Your poll reminds me a little of a joke I once heard where a fellow is offered a choice:

Death...or mambo?

After mambo is explained to him, of course, he picks Death.

At which point, the chief nods deliberatively and replies, "All right then. Death it is! By mambo!"

Chicken of the Sea
October 5th, 2010, 12:41 PM
The Lake Michigan one sounds perfect (well, the next best thing to the ocean)

mcountryman
October 6th, 2010, 02:15 PM
Lake Michigan hands down. I've only swum two open waters (Big Shoulders and a lake in Georgia that was 85 degrees). Although the 63 degree water temp was a bit of a shock to my system, both the water temp and the waves were challenging and that made it fun for me.

orca1946
October 6th, 2010, 02:26 PM
Lake Mich is getting colder by the day !:badday:

ViveBene
October 6th, 2010, 06:05 PM
I am glad to see the poll trending in the correct direction. :)

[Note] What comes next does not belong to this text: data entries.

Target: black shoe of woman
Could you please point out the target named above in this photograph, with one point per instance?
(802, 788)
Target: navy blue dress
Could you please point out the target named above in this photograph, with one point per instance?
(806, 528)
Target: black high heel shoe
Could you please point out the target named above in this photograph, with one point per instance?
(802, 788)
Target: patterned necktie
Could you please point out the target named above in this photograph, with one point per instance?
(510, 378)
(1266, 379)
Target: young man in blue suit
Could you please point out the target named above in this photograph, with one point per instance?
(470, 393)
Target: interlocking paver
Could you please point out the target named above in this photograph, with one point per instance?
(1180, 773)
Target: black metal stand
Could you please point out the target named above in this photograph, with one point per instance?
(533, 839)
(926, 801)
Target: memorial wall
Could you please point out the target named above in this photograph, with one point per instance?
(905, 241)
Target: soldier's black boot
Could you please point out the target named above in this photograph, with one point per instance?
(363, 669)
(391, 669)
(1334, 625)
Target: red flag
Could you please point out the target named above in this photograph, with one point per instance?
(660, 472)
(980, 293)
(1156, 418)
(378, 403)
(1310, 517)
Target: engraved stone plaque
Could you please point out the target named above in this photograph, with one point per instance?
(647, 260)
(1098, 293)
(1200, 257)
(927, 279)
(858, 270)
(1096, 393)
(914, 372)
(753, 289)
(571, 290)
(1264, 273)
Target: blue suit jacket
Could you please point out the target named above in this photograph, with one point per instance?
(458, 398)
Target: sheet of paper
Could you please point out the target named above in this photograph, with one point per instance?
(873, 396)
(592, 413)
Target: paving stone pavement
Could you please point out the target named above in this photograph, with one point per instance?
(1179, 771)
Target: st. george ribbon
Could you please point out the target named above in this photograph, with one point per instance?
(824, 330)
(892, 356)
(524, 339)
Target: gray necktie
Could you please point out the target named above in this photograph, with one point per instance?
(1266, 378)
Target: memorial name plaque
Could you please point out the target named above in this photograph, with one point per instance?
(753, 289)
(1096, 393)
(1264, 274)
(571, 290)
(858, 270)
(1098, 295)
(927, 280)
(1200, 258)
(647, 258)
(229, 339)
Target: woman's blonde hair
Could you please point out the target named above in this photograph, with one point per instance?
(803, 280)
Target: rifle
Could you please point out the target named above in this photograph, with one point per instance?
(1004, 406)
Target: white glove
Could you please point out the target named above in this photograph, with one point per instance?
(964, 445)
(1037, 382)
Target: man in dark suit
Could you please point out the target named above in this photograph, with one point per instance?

I was in Lake Michigan this morning at 6:30 and again at noon, when the air temp had increased by 25 deg F. It was quite tolerable both times. Water is sub-60; we'll follow it down, probably into November, at which point CIOWS/CIBBOWS takes over the excitement.

Keep on keeping on.

JDY
October 21st, 2010, 07:38 PM
75 would be on the too warm side for me. If it was a longish distance it would slow me down & be uncomfortable.

aurora
October 22nd, 2010, 07:52 AM
cold a ruff love big waves bigger the better! i take cold showers everyday so now a pool gets me over heated. so cold for sure

Hoosier
October 22nd, 2010, 04:25 PM
I probably wouldnt swim the cold rough stuff, not because of the rough, but because of the cold....I vote #3 semi warm rough stuff.....I can only hope to sometime figure out how to do the cold stuff.

firefly
October 31st, 2010, 03:19 AM
I'd have to choose the warmer water. I suffer from cold in general, and cold water in particular. I'm lucky to live in Israel where water temps in the mediterranean allow me to swim April through November without a wetsuit. This year I bought a wetsuit so I can swim through our winter.

Can EVERYONE acclimatize to cold water? Is it only a mind thing?? In temps that to others are comfortable, I shiver, and following my last sea swims last winter, it would take me 1-2 hours to get warm again.